DEAR DAVE,

Patti Smith wrote, “In the straw-colored light/In the light rapidly changing/On a life rapidly fading/Have you seen death singing.” The eminent critic and curator, Lyle Rexer, has contributed a rumination on the work of Marcia Lippman, and placed it in a geographic history of cultural imagination. In the gloaming, the pictures are altars stained by sorrow; fugitive and ethereal. Remnants of the dead are coaxed into light.

It could be argued that the medium of photography has enabled the celebrity addiction that has dominated popular culture in the last 40 years. Anna Bauer has photographed the celebrated in the fashion community and these Polaroids, backstage at fashion shows in New York and Paris, provide an immediate and spontaneous depiction of those whose relationship to photography is more often as a spectacle: stylized and theatrical.

Greg Krauss has created a cumulative portrait of his father as a solitary everyman. The work suggests that the aloof and awkward banality of daily life also contains moments of almost mystic beauty and emotional depth.
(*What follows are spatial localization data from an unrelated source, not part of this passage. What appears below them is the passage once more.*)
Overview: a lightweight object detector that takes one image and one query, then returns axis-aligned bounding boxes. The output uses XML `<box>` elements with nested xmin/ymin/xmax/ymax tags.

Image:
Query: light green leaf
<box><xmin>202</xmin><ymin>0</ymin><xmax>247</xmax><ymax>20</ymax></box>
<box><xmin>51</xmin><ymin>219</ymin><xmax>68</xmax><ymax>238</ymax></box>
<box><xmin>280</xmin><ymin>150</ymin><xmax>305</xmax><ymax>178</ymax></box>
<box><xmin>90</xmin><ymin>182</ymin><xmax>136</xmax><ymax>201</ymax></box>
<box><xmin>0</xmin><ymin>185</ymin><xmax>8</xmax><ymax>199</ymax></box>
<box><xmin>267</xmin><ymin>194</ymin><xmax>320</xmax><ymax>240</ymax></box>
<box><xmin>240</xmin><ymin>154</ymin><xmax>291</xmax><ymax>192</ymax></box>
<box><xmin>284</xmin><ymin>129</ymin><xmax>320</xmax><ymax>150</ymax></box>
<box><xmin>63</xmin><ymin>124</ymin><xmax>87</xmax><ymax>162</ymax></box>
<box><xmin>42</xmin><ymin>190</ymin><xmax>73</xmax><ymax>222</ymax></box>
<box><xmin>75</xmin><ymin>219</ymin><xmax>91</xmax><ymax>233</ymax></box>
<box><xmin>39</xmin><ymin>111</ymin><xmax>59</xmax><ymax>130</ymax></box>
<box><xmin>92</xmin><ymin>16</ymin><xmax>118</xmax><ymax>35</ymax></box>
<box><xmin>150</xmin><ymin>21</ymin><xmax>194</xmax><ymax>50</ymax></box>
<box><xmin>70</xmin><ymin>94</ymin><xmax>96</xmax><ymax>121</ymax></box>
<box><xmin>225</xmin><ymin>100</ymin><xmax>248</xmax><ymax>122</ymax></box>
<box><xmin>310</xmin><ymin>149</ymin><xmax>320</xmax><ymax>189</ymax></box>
An early history of photography would include the photograph as a partner in an era of exploration that conveyed a vista of unknown landscapes to the comfort of home, and the work of Domingo Milella references that history. The photographs carefully witness a palimpsest of time and archeology of place where the past and present fuse as a layered urban lingua. They are places where the dead and satellite dishes concur, and building and demolition are simultaneous.

Well known for his pale, diffused figurative work, Bill Jacobson contributes a new body of work, “A Series of Human Decisions” in which he observes layers of surface detail, and the accumulation of objects that form an often geometric arrangement imbued with a quietude and elegance of form, and of human presence.

Originally a medium of formality and occasion, photography has become casual and notational. Ari Marcopoulos teases a familiar vernacular of photography to form groupings of images, often of family, that are unpretentious and naturalistic, and reflect the ubiquity of photography in daily life. Of interest here is the pleasure of the local that forms a boyish portrait, encoded among playful objects, costume, gestures and markings.

In Bogota for the week, back on Friday.